MOTIFS ET DECISION :
Aux termes de l’article R.322-21 du code des procédures civiles d’exécution, le juge de l'exécution qui autorise la vente amiable fixe le montant du prix en deçà duquel l'immeuble ne peut être vendu eu égard aux conditions économiques du marché ainsi que, le cas échéant, les conditions particulières de la vente. Le juge taxe les frais de poursuite à la demande du créancier poursuivant. Il fixe la date de l'audience à laquelle l'affaire sera rappelée dans un délai qui ne peut excéder quatre mois. A cette audience, le juge ne peut accorder un délai supplémentaire que si le demandeur justifie d'un engagement écrit d'acquisition et qu'à fin de permettre la rédaction et la conclusion de l'acte authentique de vente. Ce délai ne peut excéder trois mois.
L’article R.322-25 dernier alinéa du code des procédures civiles d’exécution dispose qu’à défaut de pouvoir constater la vente amiable, le juge ordonne la vente forcée dans les conditions prévues aux troisième et quatrième alinéas de l'article R.322-22.
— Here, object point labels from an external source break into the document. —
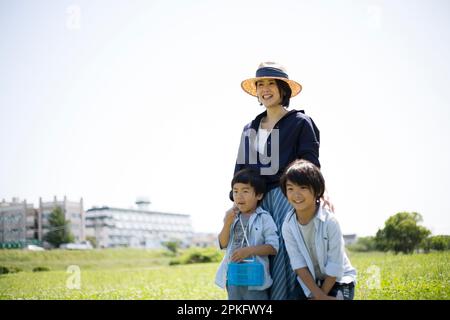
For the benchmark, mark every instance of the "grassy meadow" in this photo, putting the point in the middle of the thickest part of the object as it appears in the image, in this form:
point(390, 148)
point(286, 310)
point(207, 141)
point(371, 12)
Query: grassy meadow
point(146, 274)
Par jugement en date du 20 juin 2024, le débiteur a été autorisé à vendre son bien à l’amiable pour un montant de 140 000 euros net vendeur et l’affaire a été évoquée de nouveau le 17 octobre 2024, conformément à la date de renvoi fixée dans ledit jugement.
A l’audience de rappel, le débiteur, qui n’est pas présent ni représenté, ne justifie pas de la réalisation dans le délai de ladite vente.
La vente amiable n’étant pas intervenue dans les délais légaux, il convient en application des dispositions de l'article R 322-25 du code des procédures civiles d’exécution d'ordonner la vente forcée de l'immeuble dans les conditions fixées dans le dispositif.
PAR CES MOTIFS
Le Juge de l’exécution statuant par jugement réputé contradictoire et en dernier ressort, par mise à disposition au greffe,
VU le jugement d'orientation en date du 20 juin 2024 ;
CONSTATE que la vente amiable de l'immeuble n'a pas été réalisée dans les conditions fixées par ledit jugement d'orientation ;
ORDONNE en conséquence la reprise de la procédure ;
DIT QUE LA VENTE FORCEE du bien immobilier saisi aura lieu, dans les conditions fixées dans le cahier des conditions de la vente, à la barre du tribunal judiciaire de NANTERRE le :
Jeudi 20 mars 2025 à 14h30
Salle B, Rez-de-chaussée de l’annexe du Tribunal judiciaire de NANTERRE
DIT qu'en vue de cette vente, la SARL LEROI & Associés, commissaires de justice à [Localité 11] pourra faire visiter le bien pendant une heure, selon des modalités arrêtées dans la mesure du possible en accord avec les occupants, et qu'en cas de nécessité relatée au procès-verbal, il pourra être assisté du Commissaire de Police ou à défaut de deux témoins majeurs et d'un serrurier ;
DIT que la publicité de la vente s'opérera de la manière suivante :
- publicité légale,
- un avis simplifié dans un journal à diffusion régionale ;
- une insertion sur un site internet au choix du publiciste ;
RAPPELLE que les frais de la procédure déjà engagés ont été taxés à la somme de 1911,58 euros ;
DIT que les dépens seront employés en frais taxés de vente ;
RAPPELLE que les décisions du juge de l’exécution bénéficient de l’exécution provisoire de droit conformément à l’article R.121-21 du code des procédures civiles d'exécution.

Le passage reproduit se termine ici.